Anti-Trump petition: More than 6,000 Shropshire people join call to axe president's state visit
More than 6,000 people across Shropshire have signed a petition calling for an official state visit by US President Donald Trump to be cancelled.
The petition, which has more than a million signatures from across the whole UK, quickly received the 100,000 signatures required to get a debate in parliament and is now set to become the most popular petition on the Parliament website.
More than 2,000 people in Shrewsbury have signed the petition, while more than 1,000 have put their names to it in the Telford, Wrekin, Ludlow and North Shropshire wards.
The petition is still going strong, with about 600 new signatures every minute.
Graham Guest, who started the petition, said that President Trump should be banned from meeting the Queen during any visits to England due to his "well documented misogyny and vulgarity."
He wrote: "Donald Trump should be allowed to enter the UK in his capacity as head of the US Government, but he should not be invited to make an official State Visit because it would cause embarrassment to Her Majesty the Queen.
"Donald Trump's well documented misogyny and vulgarity disqualifies him from being received by Her Majesty the Queen or the Prince of Wales. Therefore during the term of his presidency Donald Trump should not be invited to the United Kingdom for an official State Visit."
Parliament responds to any petition that has more than 10,000 signatures on its website, and anything with more than 100,000 signatures is debated in the House of Commons.
As Theresa May came under pressure to downgrade or axe the visit, Downing Street said its position had not changed on the US president's trip.

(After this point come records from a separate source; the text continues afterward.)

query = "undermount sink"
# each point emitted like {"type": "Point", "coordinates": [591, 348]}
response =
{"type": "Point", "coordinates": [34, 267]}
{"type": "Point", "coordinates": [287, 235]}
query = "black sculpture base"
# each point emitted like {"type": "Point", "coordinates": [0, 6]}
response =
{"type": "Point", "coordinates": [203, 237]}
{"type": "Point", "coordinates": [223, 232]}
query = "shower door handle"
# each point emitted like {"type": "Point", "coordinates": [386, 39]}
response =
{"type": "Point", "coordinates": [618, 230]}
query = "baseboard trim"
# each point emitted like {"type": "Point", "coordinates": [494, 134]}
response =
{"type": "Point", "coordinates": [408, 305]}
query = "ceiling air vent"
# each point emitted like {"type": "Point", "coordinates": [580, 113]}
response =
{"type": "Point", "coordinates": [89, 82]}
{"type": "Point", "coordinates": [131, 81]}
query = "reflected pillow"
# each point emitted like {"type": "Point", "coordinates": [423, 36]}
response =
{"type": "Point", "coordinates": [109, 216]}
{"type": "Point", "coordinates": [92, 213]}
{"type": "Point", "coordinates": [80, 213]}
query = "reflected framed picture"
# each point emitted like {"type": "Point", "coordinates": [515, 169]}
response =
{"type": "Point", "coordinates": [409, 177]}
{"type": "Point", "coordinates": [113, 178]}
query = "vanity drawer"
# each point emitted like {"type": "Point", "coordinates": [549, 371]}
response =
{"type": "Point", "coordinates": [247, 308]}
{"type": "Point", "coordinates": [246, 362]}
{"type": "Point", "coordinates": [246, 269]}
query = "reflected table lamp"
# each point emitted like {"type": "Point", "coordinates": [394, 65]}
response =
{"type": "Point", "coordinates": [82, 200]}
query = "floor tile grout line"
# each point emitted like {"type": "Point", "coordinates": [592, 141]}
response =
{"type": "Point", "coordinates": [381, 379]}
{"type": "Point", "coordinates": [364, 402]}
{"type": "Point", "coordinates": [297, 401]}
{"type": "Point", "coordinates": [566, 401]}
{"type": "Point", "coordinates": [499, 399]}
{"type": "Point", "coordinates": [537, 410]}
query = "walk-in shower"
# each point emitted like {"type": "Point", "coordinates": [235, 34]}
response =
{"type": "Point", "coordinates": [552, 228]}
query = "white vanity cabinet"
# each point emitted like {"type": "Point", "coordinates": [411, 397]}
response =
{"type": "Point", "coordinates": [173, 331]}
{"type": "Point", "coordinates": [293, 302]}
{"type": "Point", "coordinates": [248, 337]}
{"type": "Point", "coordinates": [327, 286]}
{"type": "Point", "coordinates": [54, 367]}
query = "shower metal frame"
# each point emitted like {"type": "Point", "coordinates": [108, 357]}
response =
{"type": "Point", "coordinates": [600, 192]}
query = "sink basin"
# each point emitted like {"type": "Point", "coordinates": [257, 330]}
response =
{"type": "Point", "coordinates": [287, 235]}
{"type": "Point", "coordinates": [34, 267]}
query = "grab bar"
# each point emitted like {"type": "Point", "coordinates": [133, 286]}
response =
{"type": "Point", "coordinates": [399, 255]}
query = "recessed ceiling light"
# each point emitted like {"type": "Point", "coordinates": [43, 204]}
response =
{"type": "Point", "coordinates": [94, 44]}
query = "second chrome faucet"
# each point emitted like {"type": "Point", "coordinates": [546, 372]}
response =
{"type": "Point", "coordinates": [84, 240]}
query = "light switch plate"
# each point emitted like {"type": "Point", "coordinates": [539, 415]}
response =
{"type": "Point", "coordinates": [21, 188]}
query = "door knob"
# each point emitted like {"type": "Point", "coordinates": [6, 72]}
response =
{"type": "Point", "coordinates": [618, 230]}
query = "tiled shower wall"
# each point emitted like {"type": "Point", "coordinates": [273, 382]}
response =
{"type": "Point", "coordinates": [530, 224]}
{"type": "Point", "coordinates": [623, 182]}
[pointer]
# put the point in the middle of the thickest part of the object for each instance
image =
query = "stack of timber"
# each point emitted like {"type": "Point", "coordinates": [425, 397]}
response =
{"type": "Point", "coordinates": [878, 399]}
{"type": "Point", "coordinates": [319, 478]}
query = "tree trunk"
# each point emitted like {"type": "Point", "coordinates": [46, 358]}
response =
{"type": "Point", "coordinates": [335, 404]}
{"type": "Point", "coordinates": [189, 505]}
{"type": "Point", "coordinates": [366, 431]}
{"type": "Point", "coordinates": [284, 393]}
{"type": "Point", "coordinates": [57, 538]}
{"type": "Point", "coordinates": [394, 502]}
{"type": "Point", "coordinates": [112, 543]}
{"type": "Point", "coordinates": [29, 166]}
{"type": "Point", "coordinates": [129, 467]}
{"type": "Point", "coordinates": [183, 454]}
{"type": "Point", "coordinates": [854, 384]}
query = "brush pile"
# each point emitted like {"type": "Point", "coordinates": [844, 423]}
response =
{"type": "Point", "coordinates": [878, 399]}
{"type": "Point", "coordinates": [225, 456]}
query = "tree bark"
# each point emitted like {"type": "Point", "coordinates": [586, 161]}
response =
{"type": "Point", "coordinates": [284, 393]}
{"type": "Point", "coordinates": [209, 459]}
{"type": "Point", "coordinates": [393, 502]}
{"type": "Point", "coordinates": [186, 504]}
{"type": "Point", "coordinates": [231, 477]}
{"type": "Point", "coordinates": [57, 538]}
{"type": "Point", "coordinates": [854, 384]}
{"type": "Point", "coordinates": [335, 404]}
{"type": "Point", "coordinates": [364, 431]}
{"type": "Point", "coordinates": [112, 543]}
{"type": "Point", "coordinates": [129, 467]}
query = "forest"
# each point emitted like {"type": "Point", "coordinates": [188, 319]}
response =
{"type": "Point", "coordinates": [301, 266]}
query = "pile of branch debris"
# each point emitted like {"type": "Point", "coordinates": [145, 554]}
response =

"An invitation has been extended and accepted," a Number 10 spokesman said, stressing the position had not changed.
The US president accepted an invitation to visit Britain later this year, where he is due to be hosted by the Queen and would be treated to all the pomp and ceremony accorded to a state visit.
The petition follows widespread outrage over a US travel ban on Muslims and refugees.
The US president's team told Foreign Secretary Boris Johnson that Britons who have shared nationality with one of the seven mainly-Muslim countries covered by the restrictions would not be stopped from entering America.
But UK dual citizens travelling to the United States directly from one of the banned countries will face extra checks.